Better adder designs that utilize the optimized spanning tree mechanism (such as the Lynch-Swartzlander adder or the Kantabutra-style adder) require the usage of Manchester Carry Chains (MCCs) for them to be sufficiently better (instead of just a CLA tree with ripple-carry full adders or some half adders at the end). While MCCs are faster and require less area, implementing them requires us to directly access and manipulate the arrangement of PFETs and NFETs (as well as transmission gates), which are seemingly not allowed since they are not part of the stdcell.jsim
library (although they are part of JSim's built-in sub-circuits, except for transmission gates) and it would be considered as a change in technology instead of arrangement. However, the quaternary logic could serve as an inspiration even for traditional CMOS-based adders. There are also modified variants of the aforementioned adder flavour versions which might be better.

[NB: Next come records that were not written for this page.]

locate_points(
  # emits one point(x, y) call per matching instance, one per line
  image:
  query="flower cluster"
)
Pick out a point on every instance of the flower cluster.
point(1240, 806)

Other alternatives could also be explored in the future, such as combining carry-skip or carry-select into the adder, implementing HK signals for Radix-8 Booth Encoding (better than Radix-2 or Radix-4) or employing the help of an evolutionary machine learning algorithm to find the best placement of black boxes, grey boxes and buffers to generate a unique flavour of the parallel prefix carry-lookahead adder.
The even bits and odd bits are not treated equally in our selected adder architecture. Also, the more significant bits travel longer distances than the less significant bits. As such, with these factors in our consideration, we arbitrarily choose Bit 31, the Most Significant Bit (MSB), as our test bit (so as to capture all the different logic-based arithmetic manipulations along the way).
For the CNF file generator, we recreate the original 32-bit adder and our best optimized adder circuit design (the Han-Carlson adder) into a BC (constrained Boolean Circuit) file, which in turn is converted into a CNF file ready for submission by using bc2cnf
from BCpackage (bcsat
) and running this command:
bc2cnf -v -nosimplify -nocoi input.bc output.cnf
For future work, a procedural converter from a JSIM file to a BC file (and hence to a CNF file as well) could be developed to automate the conversion work.
For the deterministic 2-SAT Solver, we implemented Kosaraju's algorithm to achieve polynomial time asymptotics.
For the randomized SAT Solver, we implemented a random walk algorithm.
A detailed explanation of the implementation details, as well as a comparison between the two algorithms are outlined in our 50.004 report document.